The direction field can also reveal geometric structure. For example, $\frac{dy}{dx}=-\frac{x}{y}$ has tangent segments that follow circles centred at the origin, because separating and integrating gives
$ y\,dy=-x\,dx \quad\Longrightarrow\quad x^2+y^2=C. $
Even if you did not solve it first, a circular slope pattern suggests that the solution curves stay on level sets of a distance-from-origin expression.
Harder separations and domains
Some separated equations need another substitution during integration. For example:
$ \frac{dy}{dx}=\frac{y\ln x}{x},\quad x>0,\ y>0. $
Separate:
$ \frac1y\,dy=\frac{\ln x}{x}\,dx. $
The right side uses $u=\ln x$, $du=\frac1x\,dx$, so:
$ \ln y=\frac12(\ln x)^2+c. $
Because $y>0$, no absolute value is needed for $\ln y$ in this context. If the domain was not specified, think carefully about signs and intervals before simplifying.
Common models
Exponential growth or decay has the form:
$ \frac{dP}{dt}=kP. $
Its solution is:
$ P=P_0e^{kt}. $
Logistic growth limits the population by including a carrying capacity $L$:
$ \frac{dP}{dt}=kP\left(1-\frac{P}{L}\right). $
Newton's law of cooling models temperature moving toward the surrounding temperature $T_s$:
$ \frac{dT}{dt}=-k(T-T_s). $
Radioactive decay has the same basic shape as exponential decay.

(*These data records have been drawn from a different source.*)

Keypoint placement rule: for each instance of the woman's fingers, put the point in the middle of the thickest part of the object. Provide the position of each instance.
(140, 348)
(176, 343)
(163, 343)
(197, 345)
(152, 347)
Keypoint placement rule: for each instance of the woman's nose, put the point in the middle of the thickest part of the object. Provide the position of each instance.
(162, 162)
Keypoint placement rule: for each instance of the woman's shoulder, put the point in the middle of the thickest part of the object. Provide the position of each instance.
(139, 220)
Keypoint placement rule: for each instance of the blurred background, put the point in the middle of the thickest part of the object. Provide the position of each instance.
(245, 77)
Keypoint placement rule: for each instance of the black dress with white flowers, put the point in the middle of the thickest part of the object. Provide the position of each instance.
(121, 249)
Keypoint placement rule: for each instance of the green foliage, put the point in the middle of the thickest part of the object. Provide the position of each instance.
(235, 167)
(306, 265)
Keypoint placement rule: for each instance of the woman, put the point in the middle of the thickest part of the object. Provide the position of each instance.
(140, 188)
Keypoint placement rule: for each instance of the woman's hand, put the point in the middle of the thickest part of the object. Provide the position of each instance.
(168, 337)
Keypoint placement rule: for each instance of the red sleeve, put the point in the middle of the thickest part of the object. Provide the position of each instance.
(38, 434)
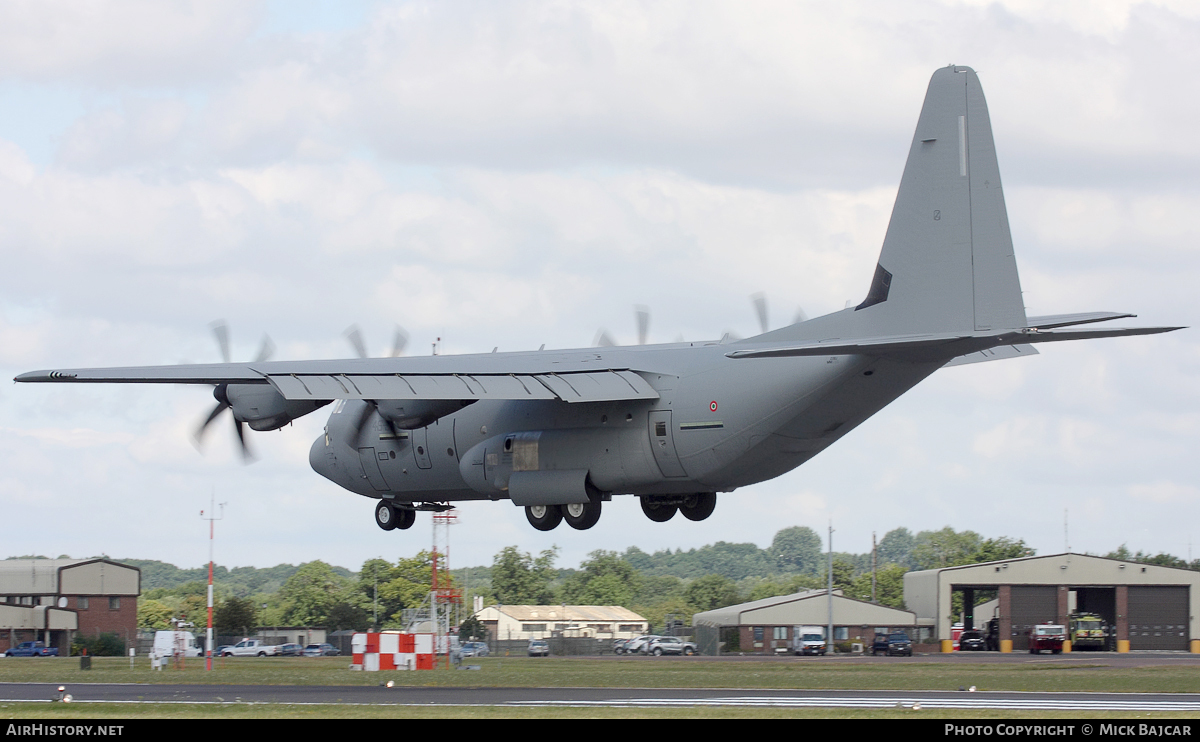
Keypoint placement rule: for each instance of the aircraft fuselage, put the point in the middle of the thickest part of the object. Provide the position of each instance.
(718, 425)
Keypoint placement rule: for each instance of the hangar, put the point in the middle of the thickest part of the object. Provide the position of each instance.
(768, 626)
(52, 600)
(1151, 606)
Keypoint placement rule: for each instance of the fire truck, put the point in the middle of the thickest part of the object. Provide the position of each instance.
(1087, 632)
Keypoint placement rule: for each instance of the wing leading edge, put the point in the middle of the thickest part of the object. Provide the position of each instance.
(321, 381)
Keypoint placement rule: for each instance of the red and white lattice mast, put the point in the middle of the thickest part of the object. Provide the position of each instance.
(208, 640)
(444, 598)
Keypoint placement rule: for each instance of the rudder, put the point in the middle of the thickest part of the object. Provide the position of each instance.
(947, 262)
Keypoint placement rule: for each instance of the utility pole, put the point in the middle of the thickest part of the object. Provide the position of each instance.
(208, 640)
(874, 561)
(829, 593)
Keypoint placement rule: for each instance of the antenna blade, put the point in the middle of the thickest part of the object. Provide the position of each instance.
(760, 307)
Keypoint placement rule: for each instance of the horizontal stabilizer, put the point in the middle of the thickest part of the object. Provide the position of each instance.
(1061, 321)
(997, 353)
(942, 346)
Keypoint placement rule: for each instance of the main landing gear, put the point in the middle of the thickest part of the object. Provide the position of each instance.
(389, 516)
(580, 516)
(661, 508)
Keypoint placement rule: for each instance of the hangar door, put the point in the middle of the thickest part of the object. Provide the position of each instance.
(1158, 617)
(1031, 605)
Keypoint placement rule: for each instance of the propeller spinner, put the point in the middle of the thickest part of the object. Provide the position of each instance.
(221, 331)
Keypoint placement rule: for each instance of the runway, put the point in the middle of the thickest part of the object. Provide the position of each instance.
(377, 695)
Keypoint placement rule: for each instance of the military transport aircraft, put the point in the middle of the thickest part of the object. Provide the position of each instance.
(559, 432)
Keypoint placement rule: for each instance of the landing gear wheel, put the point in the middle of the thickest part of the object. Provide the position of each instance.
(700, 506)
(658, 513)
(544, 518)
(405, 518)
(581, 516)
(385, 516)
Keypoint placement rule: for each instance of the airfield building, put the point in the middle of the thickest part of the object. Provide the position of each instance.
(53, 600)
(1150, 606)
(768, 626)
(526, 622)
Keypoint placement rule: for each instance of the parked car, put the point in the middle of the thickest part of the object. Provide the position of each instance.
(33, 648)
(808, 640)
(168, 642)
(1047, 636)
(251, 647)
(892, 644)
(475, 648)
(972, 641)
(670, 645)
(640, 644)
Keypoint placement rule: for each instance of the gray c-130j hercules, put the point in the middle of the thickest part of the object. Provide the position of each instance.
(559, 432)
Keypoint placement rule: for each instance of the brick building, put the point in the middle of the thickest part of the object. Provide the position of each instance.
(55, 599)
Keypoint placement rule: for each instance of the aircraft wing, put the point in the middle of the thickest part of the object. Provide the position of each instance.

For Newton's law of cooling, the temperature approaches the surrounding temperature rather than decreasing forever:
$ \frac{dT}{dt}=-k(T-T_s). $
For radioactive decay:
$ \frac{dN}{dt}=-kN. $
For logistic growth, the factor $1-\frac{P}{L}$ slows growth as $P$ approaches the carrying capacity $L$.
A logistic equation can be solved by separation:
$ \frac{dP}{dt}=kP\left(1-\frac{P}{L}\right) =\frac{k}{L}P(L-P). $
Then:
$ \frac{L}{P(L-P)}\,dP=k\,dt. $
Using partial fractions:
$ \frac{L}{P(L-P)}=\frac1P+\frac1{L-P}. $
After integrating:
$ \ln\left|\frac{P}{L-P}\right|=kt+c. $
This form shows the S-shaped behaviour: growth is small when $P$ is small, fastest near the middle, and slows as $P$ approaches $L$.
Mixing-tank models use the same rate-in minus rate-out logic:
$ \frac{dQ}{dt}=\text{solute in per time}-\text{solute out per time}. $
If volume changes, the concentration in the tank is $\frac{Q(t)}{V(t)}$, so the outgoing solute rate is outflow multiplied by $\frac{Q(t)}{V(t)}$. That is the step students often miss.
Continuous compounding with deposits can be modelled by:
$ \frac{dA}{dt}=rA+D, $
where $D$ is the continuous deposit rate. Newton cooling, radioactive decay and finance models all share the same structure: define the quantity, write the rate law, attach the initial condition, then interpret the solution.
Modelling with technology
QCAA allows models to be solved with and without technology. The setup should still show the differential equation, variables, parameter meanings and initial condition. Technology can solve or graph the equation, but your interpretation should say what the solution means in the context.